In-between the various dialogue sequences and beautifully animated cutscenes, players will be encountering plenty of Strategy RPG combat. Rather than moving on a grid players will actually be entering turn-based, open field combat with enemies they either encounter in the field or during scripted battles. It is worth noting that since enemies are completely visible during field exploration, there are no random encounters. As such, any enemies encountered in a field will actually be fought right there on the same field with no transition, making for quick battle entry and exit.
Now earlier I mentioned combat was turn based, but it is turn based with a bit of a twist. Rather than attacking in a set order, players will actually be able to take action based on a time gauge. Every action the player makes will increase the time gauge, whereas simple attacks will cause only a small wait time while longer more complicated actions will result in a longer wait time and each time the time gauge empties, the character will be able to take another action.
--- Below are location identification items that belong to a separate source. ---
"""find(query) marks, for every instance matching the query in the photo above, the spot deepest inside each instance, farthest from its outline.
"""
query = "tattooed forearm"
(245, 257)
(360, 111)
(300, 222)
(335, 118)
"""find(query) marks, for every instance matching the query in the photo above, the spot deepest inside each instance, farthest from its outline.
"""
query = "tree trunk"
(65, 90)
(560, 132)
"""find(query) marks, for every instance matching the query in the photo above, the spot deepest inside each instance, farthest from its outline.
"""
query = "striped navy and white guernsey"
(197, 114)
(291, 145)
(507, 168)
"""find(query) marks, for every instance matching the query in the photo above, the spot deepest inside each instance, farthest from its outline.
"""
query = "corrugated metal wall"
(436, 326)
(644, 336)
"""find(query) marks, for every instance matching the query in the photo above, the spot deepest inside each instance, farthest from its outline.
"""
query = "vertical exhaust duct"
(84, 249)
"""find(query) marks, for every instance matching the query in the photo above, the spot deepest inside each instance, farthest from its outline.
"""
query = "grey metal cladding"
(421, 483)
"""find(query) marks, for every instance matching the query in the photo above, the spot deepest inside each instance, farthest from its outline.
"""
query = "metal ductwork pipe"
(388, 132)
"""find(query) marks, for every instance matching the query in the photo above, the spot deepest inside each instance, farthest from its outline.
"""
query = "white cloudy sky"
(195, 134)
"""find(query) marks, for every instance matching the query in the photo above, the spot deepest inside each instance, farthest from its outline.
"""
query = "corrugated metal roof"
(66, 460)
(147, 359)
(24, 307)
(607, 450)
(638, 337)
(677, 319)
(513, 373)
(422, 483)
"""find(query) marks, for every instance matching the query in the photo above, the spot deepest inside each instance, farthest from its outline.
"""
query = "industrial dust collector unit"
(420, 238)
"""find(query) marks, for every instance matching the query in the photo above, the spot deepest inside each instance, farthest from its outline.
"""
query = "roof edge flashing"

As mentioned earlier, combat takes place with no grid, meaning characters have free range of movement on the battlefield. Players can set up to four waypoints for a certain character to follow, or set them to chase down and attack a specific enemy. Interestingly enough, characters do not need to be micromanaged and told to attack the same enemy multiple times, as they will continue to do so until the enemy is defeated or the player issues a new command. This system can be quite engaging as the player will often have to plan moves ahead of time thanks to the time based turn system, making sure that their spells will finish casting before the enemy comes in close for an attack, etc.
It is worth noting however that a lot of the fighting you will do in Wayfarer of Time can be a bit easy at first, with most field encounters offering a simple grind-fest of levels. However whenever a player enters into a key story battle things will be much more difficult. With only four party members usable at any given time and often special failure conditions set for story battles, trying to finish these battles can be very difficult but also very rewarding.
If the player ends up failing these battles, it is usually not because they are underleveled (though this may be the case) but because they didn’t plan their battle strategy well enough. This does mean however that most battles can be completed a second time through since the enemy will often act in the same manner as before, allowing the player to be one step ahead of them the entire time.
As far as equipment goes, players will actually have rings that they must use for equipment which actually work as both your armor as well as your weapon. There are various customizable rings that can be equipped that offer various abilities and stats, with spellstones capable of increasing these stats even further and adding other bonuses such as adding elements to attacks, increasing item effectiveness and more. This offers a decent level of customization, though perhaps not at the same level as other SRPGs today.
While parts of Growlanser: Wayfarer of Time haven’t aged very well, such as poor world visuals (made worse when placed alongside great character artwork) and a substandard soundtrack, the title still offers an enthralling storyline spanning many hours, likable characters, and an enjoyable combat system, there is a lot to love in this blast from the past and more than enough reason to hold onto your PSP.